The building, on the grassy southwest side of the square near the Metro entrance, sparked the issue early Sunday. Police surrounded it shortly after 10 a.m. and gave protesters an ultimatum: Take it down, or we will.
After discussing a way forward for an hour — demonstrators debated whether it was worth making a stand for the structure after lengthy good relations with police — roughly a dozen demonstrators remained inside at the deadline. Police told demonstrators they would need a permit to erect such a building.
Angelica Gatewood, 20, a student from the Pittsburgh School of Massage Therapy who joined the protest two days ago, said she did not feel as if demonstrators were intentionally trying to step up confrontations with police, as has occurred at other Occupy protests.
“I think they are trying to toe the line,” Gatewood said. “But I think a big part of the movement is challenging the status quo. It’s not going to be quiet.”

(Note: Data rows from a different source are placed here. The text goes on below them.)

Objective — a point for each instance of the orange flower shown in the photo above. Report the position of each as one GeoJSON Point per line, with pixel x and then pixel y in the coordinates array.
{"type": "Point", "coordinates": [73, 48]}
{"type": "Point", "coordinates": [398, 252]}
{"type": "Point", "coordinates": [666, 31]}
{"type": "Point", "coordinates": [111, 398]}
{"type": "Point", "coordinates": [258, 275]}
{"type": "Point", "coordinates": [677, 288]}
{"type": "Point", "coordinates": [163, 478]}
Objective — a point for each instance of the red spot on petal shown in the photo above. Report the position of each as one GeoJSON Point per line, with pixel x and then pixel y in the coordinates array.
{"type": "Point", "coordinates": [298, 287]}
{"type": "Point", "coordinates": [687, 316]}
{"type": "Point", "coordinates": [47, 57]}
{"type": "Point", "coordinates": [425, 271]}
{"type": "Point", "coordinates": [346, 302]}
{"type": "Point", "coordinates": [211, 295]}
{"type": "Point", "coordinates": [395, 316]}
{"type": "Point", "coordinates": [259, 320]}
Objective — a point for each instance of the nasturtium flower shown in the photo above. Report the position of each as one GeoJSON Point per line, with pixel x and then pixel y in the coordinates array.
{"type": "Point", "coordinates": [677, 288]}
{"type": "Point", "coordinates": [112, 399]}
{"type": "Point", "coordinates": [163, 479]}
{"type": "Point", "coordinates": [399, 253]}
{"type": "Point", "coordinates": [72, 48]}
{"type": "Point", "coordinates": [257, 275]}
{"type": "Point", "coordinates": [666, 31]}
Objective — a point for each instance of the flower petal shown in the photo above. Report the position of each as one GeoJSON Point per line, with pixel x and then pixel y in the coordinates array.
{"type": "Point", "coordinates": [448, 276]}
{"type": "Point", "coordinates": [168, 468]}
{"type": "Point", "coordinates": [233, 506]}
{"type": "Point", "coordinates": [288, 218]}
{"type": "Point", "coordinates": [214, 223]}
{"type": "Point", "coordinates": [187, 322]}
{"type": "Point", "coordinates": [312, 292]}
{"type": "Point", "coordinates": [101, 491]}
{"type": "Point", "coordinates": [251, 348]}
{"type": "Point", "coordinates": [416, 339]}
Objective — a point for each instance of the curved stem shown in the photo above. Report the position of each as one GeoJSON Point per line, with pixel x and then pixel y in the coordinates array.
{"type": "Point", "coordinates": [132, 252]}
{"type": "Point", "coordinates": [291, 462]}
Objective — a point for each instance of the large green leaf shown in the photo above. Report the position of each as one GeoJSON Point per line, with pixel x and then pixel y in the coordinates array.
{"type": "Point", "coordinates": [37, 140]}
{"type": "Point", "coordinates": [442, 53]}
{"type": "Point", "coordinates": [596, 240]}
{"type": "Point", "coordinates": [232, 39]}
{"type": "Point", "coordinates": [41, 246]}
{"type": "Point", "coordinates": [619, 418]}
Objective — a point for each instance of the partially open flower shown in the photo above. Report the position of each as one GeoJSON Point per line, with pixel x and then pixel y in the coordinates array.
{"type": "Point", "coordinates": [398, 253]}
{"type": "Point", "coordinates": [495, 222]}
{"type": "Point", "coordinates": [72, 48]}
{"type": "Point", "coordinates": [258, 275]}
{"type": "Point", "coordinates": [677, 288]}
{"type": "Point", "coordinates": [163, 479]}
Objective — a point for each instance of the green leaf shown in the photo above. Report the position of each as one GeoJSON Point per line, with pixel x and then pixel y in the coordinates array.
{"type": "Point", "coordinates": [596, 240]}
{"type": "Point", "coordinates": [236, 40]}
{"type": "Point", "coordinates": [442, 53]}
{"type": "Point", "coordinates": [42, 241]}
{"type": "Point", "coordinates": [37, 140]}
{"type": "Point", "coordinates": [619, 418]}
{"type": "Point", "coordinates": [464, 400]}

As police moved in, some chanted: “Leave us alone. These are the people who oppress us.”
Michael Patterson, 21, of Anchorage, said the structure was meant to symbolize the need to house the homeless. It had been covered with a blue tarp until shortly before the arrests.
“It is counterrevolutionary to occupy space with a permit,” Patterson told the crowd. “Why don’t the cops care about sheltering the homeless in the streets?”
Other demonstrators said the building was designed to provide demonstrators a place to go when it gets cold, and they were planning to build an “eco-friendly” heating device to make the structure sustainable.
Some protesters defended their decision to build the structure, calling it “temporary.”
“They said we were allowed to make structures as long as they were moved around every four days,” said Jennifer Ruse, 28, as she sat near the base of the statue of General McPherson. “This can be moved because we only put it up last night.”
Group chants escalated through the early afternoon, and there was an increasing amount of scuffling, shouting and shoving. Police used three horses and officers in riot helmets to create a barrier, and additional scuffles broke out as demonstrators tried to enter the structure. Some protesters were tackled and subdued.
Patterson later approached police and shouted in their faces, urging them to arrest him. And they did, dragging him away from the square as he shouted: “I didn’t serve in Iraq to have this happen to me.”
Despite the commotion, a group of Quakers had its weekly meeting in the south end of the park.
“I think it shouldn’t be happening,” said Frank Taylor, 62, of Arlington, who said the police response was not necessary. “The protesters are peaceful. They are not doing anything. This is an overreaction.”
But some tourists and D.C. residents drawn to the scene believed the protesters might be going too far.
“This is nuts. Instead of spending 50 days in the park, they could have been looking for jobs,” said Spence Levitas, 69, of Baltimore. “If they are not happy, move to Pakistan or Tahrir Square.”
Staff writers Michael Bolden and Allison Klein contributed to this report.